The argument that the disinvestment shall improve the performance of LIC is simply fallacious, if not preposterous. The LIC mobilizes small savings of the people and makes them available for national development. The LIC is known for international performance records in various aspects of life insurance business. The public sector LIC no longer operates in a protectionist and non-competitive environment. Even after two decades of opening up the insurance business to private companies, both Indian and foreign, it still enjoys a market share of 73 per cent. The LIC started its operations with a paltry sum of Rs. five crore in 1956. Today it commands a humongous asset base of about Rs. 31 lakh crore. The total life fund of LIC as on March 31, 2019, was Rs. 28.28 lakh crore. The motto of LIC is to mobilise people’s savings for people’s development.

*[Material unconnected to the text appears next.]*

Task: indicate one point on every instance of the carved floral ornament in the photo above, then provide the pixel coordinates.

Mortgaging policy holder interest
The apologists of LIC disinvestment claim that such a policy measure would preserve and promote the interests of policy holders. The claim is unsubstantiated. The LIC was created by an act of Parliament to protect the insuring public from the rapacious business practices of fraudulent private players. Insurance is a long-term investment by ordinary Indians, who seek the benefit, especially in the hour of personal grief. Therefore, protection to the policy holders is more vital in life insurance than any other financial sector activity.
As the government owns the LIC, the policies offered by it enjoy sovereign guarantee. This gives enormous confidence to people taking policies. Besides, it boosts the Corporation’s business.

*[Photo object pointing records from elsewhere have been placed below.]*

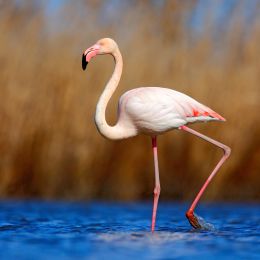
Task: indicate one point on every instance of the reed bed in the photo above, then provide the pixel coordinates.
(49, 145)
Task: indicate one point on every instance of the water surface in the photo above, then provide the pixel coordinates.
(60, 230)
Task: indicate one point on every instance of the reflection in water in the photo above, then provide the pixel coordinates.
(114, 231)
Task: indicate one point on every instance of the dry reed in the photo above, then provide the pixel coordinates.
(48, 142)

In fact, ever since the liberalisation of the insurance industry in the country, private players have been consistently demanding the removal of this sovereign guarantee for the LIC policies in the name of a level-playing field. Such a demand is erroneous given the fact that LIC, unlike private insurance companies, contributes significantly to financing government’s developmental efforts.
However, in a bid to allay the fears of LIC’s present and future policy holders in the wake of the government’s decision to go for an IPO, the Finance Minister in her post-budget media briefing clarified that the LIC policy holders will continue to retain the sovereign guarantee as the PSU is not privatised but only disinvested. However, the experience of other PSUs in this regard gives scope for fears that disinvestment ultimately lead to outright privatisation.

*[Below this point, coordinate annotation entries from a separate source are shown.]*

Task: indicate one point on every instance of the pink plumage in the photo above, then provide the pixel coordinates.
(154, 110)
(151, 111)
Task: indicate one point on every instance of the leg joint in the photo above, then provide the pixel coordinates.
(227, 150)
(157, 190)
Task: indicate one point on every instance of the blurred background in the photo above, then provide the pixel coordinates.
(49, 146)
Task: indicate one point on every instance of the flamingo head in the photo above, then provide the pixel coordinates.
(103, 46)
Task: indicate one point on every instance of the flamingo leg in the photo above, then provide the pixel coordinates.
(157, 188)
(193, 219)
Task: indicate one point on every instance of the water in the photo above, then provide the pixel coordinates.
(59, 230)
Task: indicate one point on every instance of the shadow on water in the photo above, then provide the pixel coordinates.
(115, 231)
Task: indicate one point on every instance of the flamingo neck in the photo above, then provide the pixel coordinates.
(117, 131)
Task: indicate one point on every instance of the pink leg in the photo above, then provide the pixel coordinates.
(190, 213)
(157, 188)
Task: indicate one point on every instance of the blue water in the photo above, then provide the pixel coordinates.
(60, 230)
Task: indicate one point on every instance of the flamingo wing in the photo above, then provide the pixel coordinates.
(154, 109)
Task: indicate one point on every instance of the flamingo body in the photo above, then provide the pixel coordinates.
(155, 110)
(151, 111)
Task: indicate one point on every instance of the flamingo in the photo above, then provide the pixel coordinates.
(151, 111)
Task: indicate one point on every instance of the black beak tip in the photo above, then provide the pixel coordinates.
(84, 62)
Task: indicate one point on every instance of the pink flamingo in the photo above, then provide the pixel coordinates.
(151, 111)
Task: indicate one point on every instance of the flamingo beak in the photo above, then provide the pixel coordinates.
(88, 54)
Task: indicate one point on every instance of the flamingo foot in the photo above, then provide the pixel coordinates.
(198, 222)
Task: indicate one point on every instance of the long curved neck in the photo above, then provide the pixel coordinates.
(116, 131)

According to the IRDA report 2018-19, the total operating expenses of LIC decreased by 3.19 per cent while that of private companies increased by 17.5 per cent. As per this report, the LIC repudiated 0.43 per cent of the claims from the individual business and 0.02 per cent of the claims from the group insurance business.
On the other hand, the private companies repudiated 2.83 per cent of claims from individual business and 0.44 per cent from group business. This reveals the fact that the servicing standards of the LIC are, in fact, way too superior to the private players in the industry.
The net Non-Performing Assets (NPAs) ratio of LIC stood at one per cent last fiscal. These NPAs account for only 0.80 per cent of its overwhelming asset base. This indicates the high standards of business of LIC, which is no comparison to private players. Therefore, individual complaints of employee work culture, if any, should not be confused with the service and business standards demonstrated by LIC.
At a time when the Union Government desperately needs financing of public investment in the wake of falling revenues, selling stakes in LIC will, in fact, hurt the efforts aimed at revenue mobilisation.